Happiness is Found in Ourselves
Too many people search for happiness outside of themselves. They seek happiness from money, possessions, and other people. They do not understand genuine happiness does not come from outside influences. Truly happy people are happy because they have found joy and peace within themselves. These fortunate people have discovered that happiness is a choice, and they choose to be happy in a capricious and uncertain world.
This does not imply that happy people live with their heads buried in the sand. It does not mean that happy people are naif and blind to negative events or the harmful behaviors of others. Happy people see negative outcomes, events, and people as a part of life that must be dealt with; but do not allow them to cause personal discontent.
Do not confuse happiness, contentedness, and satisfaction with a lack of drive or ambition. Happy people do strive for success in their chosen field of endeavor. Happy people follow their passions. Happy people also develop positive, lasting relationships with others. Happy people accumulate possessions. But happy people do not allow their happiness to be dependent upon these things.
Happy people know the only person or thing responsible for their happiness is themselves. The only thing standing between you and your happiness is you. In other words, “We have met the enemy, and he is us.”
Small Changes Can Pay Large Dividends: The good news is that everyone has a happy, satisfied life within their grasp. Though we cannot control the world and all of the events around us, we can control how we react to them. We can keep life in proper perspective by employing small strategies that will enhance and increase our happiness and satisfaction with life. Here are three small things we can do every day to alter our attitudes and increase our happiness and satisfaction with life:
Live in the Present Moment: Regardless of what happened yesterday, or a year ago, and what may happen tomorrow or next year, the present moment is where you are.
Too often, we allow our past problems and concerns for the future to dominate our present. We cannot enjoy the present moment because we are anxious and frustrated about things that have already happened or may happen in the tomorrow. We postpone our happiness by convincing ourselves things will be better “someday”.
Jon Lennon was quoted as saying “Life is what is happening while we are busy making other plans.” What a prescient observation that is. Life is not a dress rehearsal for next week’s big show. While we are busy making other plans, our children are growing up, our neighbors and friends are moving to new neighborhoods, we are getting out of shape and our dreams are dying. Life is going on and we are missing it.
The truth is, now is the only time we have. Yesterday is gone and tomorrow is not promised. Learn to live in and enjoy the present moment. The past and present cause fear, and when we live in the present we push fear from our minds.
Learn from the past, keep an eye to the future, but live in the present. Enjoy where you are.

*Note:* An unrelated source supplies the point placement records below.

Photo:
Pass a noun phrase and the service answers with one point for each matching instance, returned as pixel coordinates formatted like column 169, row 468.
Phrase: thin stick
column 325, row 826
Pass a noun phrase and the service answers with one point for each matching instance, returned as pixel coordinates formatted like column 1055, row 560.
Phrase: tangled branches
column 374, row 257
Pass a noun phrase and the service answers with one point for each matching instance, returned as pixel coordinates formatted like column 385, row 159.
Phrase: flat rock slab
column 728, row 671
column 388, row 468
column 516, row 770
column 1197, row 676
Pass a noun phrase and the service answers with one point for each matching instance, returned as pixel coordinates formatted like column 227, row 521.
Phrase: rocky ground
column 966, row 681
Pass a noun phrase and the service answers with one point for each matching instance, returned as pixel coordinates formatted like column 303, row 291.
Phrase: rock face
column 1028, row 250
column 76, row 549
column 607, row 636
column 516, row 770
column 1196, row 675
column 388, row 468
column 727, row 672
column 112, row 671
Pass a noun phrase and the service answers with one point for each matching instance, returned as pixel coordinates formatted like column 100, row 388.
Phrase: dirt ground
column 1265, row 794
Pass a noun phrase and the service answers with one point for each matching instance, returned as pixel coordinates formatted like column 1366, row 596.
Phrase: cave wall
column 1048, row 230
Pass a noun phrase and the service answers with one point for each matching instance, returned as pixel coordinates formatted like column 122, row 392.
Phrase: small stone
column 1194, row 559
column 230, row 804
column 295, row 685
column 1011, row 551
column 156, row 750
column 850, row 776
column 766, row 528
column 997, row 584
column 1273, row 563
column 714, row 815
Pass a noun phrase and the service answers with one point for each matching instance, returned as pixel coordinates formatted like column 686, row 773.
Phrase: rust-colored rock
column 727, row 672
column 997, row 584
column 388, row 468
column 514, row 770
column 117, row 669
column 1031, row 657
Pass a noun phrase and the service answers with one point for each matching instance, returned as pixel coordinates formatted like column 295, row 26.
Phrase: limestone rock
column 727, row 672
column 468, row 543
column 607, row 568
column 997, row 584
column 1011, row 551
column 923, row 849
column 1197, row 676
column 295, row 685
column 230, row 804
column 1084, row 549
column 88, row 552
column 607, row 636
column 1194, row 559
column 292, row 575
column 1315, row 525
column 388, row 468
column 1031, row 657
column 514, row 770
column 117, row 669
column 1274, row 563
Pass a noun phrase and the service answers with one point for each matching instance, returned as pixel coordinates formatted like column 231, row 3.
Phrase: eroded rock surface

Be Accepting of Imperfections: Have you ever met a perfectionist who was happy and filled with peace and joy? Probably not. The need for perfection and the desire for inner tranquility are in direct conflict. Perfectionists are fighting a losing battle. They become mentally attached to having thing a certain way: Better than they already are. Instead of focusing on what and being grateful for what is good, they obsess about what is wrong and what needs to be fixed. This fosters discontent.
Focusing on imperfections, whether our own or someone else’s, pulls us away from being happy. Making peace with imperfections does not mean we stop trying to do our best. It means we do not allow ourselves to become attached and focused on what is wrong with life. There is always room for improvement, but you can still enjoy and appreciate things the way they are.
It may take some practice, but as we eliminate the need for perfection in all areas of life, we can begin to see the inherent perfection in life itself.
Start Each Day Thinking About Someone to Thank: This is such a simple act and it takes only moments each day. Gratitude and happiness go hand in hand. If you feel genuinely grateful for all the gifts of your life, the happier you will be. It’s that simple.
We all have many things to be grateful for: friends, family, co-workers, and the cop that gave you a break on the speeding ticket last week. Focus on the good in your life. If you wake up each morning feeling grateful it is impossible to feel anything but happy.
These suggestions a just three of myriad ways we can alter our behavior to enhance our inner peace and happiness. Try them or come up with other ways that work for you. Practice random acts of kindness. Spend a moment everyday thinking of someone you love. Think of your problems as learning experiences. The possibilities are unlimited.
Be happy with yourself! Be happy with the world!